To complete the provided code you will need to complete four functions (learn, classify, read and write) and the Constructor and Destructor for the class ID3. The skeletons of these functions can be found in the file id3.C. You will also need to add some fields to the class ID3 in the file id3.h (representing the decision tree. A short description of what each function is supposed to do can be found in id3.C. Hari will give you more details on these functions and answer your questions during lab.

What to Turn In

Print out a copy of your teams version of the files id3.h and id3.C (plus any extra files you add). You should hand in printouts demonstrating how your program works by running id3_create and id3_predict as shown above. You should also run id3_create on all of your own data sets (if you used unknown values replace them). Next you should show the resulting decision trees produced on three test data sets from ~rmaclin/public/datasets: breast-cancer-wisconsin, credit-g, and promoters-936. Then, run id3_nfold at least twice on these three data sets.
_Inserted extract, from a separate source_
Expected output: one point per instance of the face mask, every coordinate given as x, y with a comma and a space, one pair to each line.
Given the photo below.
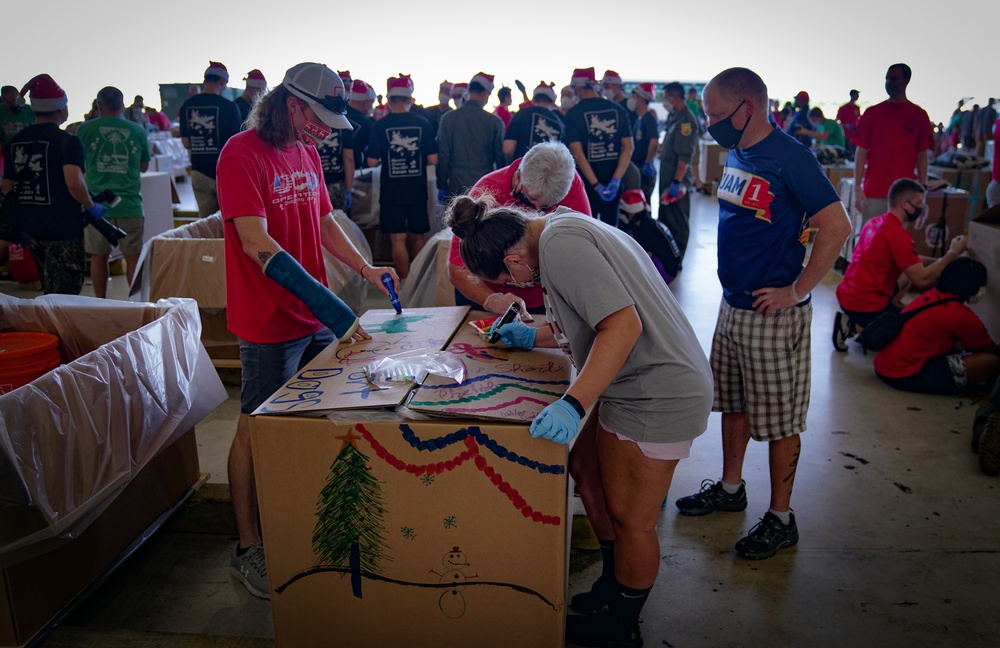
312, 134
727, 135
531, 283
For each of these experiments save your results and print them out.

Next your team should write up a short report (at least one page, no more than three) discussing your design decisions in implementing the ID3 code and how your version of the code works.

Finally, each member of your team should write a short report (at least a half a page and no more than one page) discussing what you contributed to the effort and how the overall team approach worked for you.